Après un avis intéressant sur Zemmour, « réac, catho, non chrétien », avatar du jésuite Naphta dans La Montagne magique, Houellebecq papillonne sur tout : anglicanisme, rendez-à-César, foi du charbonnier, Pascal, en disant, sans le vouloir, des billevesées. C’est que n’est pas « neveu de Rameau » qui veut. Notre fringant remarié cherche une voie médiatique nouvelle : la politique ? Et si c’était à lui que « pape François » devait faire appel pour régénérer l’Église en crise ? Pour Houellebecq, l’Église ne peut-elle pas retrouver sa splendeur ?
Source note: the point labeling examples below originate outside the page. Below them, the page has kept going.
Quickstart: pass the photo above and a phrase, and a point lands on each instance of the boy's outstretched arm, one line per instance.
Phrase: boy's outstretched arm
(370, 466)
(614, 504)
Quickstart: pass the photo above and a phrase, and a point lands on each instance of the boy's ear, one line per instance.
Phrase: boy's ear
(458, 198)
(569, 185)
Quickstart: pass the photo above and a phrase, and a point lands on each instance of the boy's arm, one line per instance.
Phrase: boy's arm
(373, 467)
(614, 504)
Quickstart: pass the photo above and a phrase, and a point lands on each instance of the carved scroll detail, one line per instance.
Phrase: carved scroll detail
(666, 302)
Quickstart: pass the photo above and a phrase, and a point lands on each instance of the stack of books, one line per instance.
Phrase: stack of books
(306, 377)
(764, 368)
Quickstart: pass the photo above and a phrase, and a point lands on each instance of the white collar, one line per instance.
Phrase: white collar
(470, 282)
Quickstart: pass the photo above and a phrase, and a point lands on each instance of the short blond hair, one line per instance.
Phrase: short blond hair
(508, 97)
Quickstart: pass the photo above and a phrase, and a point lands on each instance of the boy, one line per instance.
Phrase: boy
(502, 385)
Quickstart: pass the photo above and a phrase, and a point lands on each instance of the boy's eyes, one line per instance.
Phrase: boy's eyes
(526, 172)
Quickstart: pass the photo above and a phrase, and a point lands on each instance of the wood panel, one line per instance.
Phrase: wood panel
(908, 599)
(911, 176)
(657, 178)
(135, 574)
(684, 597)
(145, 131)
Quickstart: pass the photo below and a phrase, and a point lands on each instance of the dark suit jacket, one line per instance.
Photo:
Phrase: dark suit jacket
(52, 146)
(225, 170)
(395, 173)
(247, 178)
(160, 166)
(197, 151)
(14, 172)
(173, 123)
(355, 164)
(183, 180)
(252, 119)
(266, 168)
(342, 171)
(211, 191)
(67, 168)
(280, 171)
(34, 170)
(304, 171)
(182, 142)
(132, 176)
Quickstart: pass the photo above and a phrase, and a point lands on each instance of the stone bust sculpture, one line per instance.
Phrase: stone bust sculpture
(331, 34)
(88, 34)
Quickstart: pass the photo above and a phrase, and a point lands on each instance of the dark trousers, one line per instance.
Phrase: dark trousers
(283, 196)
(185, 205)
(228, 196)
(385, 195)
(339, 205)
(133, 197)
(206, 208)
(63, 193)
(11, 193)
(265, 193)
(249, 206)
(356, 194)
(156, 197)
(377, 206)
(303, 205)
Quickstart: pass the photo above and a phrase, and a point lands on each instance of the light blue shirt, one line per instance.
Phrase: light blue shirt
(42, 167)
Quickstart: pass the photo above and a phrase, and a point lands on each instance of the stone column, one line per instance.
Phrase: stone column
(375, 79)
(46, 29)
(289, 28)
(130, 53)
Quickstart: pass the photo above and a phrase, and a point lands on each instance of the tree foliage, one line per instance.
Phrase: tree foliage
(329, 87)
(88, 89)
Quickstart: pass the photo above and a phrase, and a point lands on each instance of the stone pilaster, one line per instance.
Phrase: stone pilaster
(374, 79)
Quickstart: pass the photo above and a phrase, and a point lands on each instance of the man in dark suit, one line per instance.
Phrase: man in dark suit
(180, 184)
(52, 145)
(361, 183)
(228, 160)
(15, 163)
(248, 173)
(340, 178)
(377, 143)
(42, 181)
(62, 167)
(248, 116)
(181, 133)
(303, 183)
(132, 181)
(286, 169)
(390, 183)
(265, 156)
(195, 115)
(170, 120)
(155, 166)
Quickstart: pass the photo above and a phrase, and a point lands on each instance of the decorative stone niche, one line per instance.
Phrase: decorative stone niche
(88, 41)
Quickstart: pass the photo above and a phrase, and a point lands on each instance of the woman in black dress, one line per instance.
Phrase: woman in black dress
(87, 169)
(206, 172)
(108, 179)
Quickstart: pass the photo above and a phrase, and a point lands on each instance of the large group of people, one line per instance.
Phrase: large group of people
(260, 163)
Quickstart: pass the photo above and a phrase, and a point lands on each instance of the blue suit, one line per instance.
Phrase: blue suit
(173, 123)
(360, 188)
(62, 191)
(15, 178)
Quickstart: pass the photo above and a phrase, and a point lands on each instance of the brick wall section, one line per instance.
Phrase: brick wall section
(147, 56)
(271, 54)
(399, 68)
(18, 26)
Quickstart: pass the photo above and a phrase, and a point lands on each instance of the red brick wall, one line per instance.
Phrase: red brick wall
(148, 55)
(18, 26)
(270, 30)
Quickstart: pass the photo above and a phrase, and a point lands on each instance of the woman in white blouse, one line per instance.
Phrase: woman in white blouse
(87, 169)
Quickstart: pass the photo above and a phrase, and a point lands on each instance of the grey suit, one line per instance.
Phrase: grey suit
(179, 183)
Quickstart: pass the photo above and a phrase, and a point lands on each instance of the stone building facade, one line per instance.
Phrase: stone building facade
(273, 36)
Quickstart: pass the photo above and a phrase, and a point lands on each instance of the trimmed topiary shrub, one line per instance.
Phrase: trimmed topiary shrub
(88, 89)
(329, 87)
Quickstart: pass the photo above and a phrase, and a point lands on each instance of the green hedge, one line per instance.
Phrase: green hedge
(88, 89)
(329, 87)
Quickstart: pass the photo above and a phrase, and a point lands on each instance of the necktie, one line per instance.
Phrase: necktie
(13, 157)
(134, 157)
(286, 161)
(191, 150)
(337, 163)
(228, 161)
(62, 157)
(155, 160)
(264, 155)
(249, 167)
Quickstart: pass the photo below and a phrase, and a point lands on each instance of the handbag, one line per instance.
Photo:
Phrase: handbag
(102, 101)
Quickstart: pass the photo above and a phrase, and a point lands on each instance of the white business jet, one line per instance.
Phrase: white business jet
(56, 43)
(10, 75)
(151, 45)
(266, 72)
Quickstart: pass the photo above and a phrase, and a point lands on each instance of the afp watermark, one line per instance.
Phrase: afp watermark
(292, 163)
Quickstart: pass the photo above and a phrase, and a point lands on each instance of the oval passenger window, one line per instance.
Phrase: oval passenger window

Il faut dire que Houellebecq tient des propos canon. Jugeons plutôt. L’Église devrait limiter ses interventions et ne pas s’immiscer dans « des domaines qui ne sont pas de son ressort : la recherche scientifique, le gouvernement des États, l’amour humain ». Elle devrait faire taire sa manie « d’organiser des conciles » qui déclenchent des schismes, « renoncer aux encycliques, mettre un frein à son invention doctrinale comme le dogme de l’Immaculée Conception et l’infaillibilité pontificale… qui heurtent trop la raison, gros animal paisible », accorder plus d’importance au ressenti qu’à la raison. Bannir le protestantisme. Faire du pentecôtisme. Retrouver la foi du charbonnier. Renoncer à sa prétention universelle et imiter « la modestie orthodoxe ». Et même s’intégrer à l’orthodoxie ce qui demanderait du temps. Le Filioque ? Bagatelle ! C’est bien vu, drôle, génial, énorme : Houellebecq tient là son meilleur rôle.
Notre romancier doit son succès hexagonal à sa « vision décapante de la société » : pipes taillées dans les rues obscures, description puissante des matelas, style dépourvu (volontairement) de saveur, jeu « décalé » entre conformisme et transgression. Ainsi s’encanaillent, en le lisant, les épouses catholiques, heureuses du salut final, possible, du héros. Feu Jean d’O disait : « Un éditeur et un lecteur vont toujours aux pages de c... » Pas que. Récemment, à l’opéra de Carmen, un mâle tout nu, bien outillé, faisait tourner, dans le noir, sous un spot, sa virilité impeccable. Et les spectateurs de se demander : pourquoi diable cet Apollon traverse-t-il la scène, sans mot chanter, pour disparaître comme il est venu ? Pour une marque de sous-vêtements ? Une exhibition de la pudeur ?
À partir d’un certain âge, le sexe est mollasson. Le désespoir perd sa profondeur. Comme dirait Bardamu dans Voyage, évoquant la lettre de Montaigne à sa femme pour la mort de leur fille : « C’est du désespoir d’époque. » Ici, du « malconfort » bobo. L’auteur le sait mieux que personne.
Et de citer Dostoïevski : « S’il faut choisir entre le Christ et la vérité, je choisis le Christ... », précisant : « en version française nous avons Blaise Pascal ». Géniale, cette phrase, dirait Luchini, pour qui est géant Bossuet, que le regretté Lagerfeld lui avait fait découvrir. Le mélange des genres, c’est porteur. Nul doute qu’après la Légion d’honneur, Houellebecq revêtira tout bientôt l’habit vert.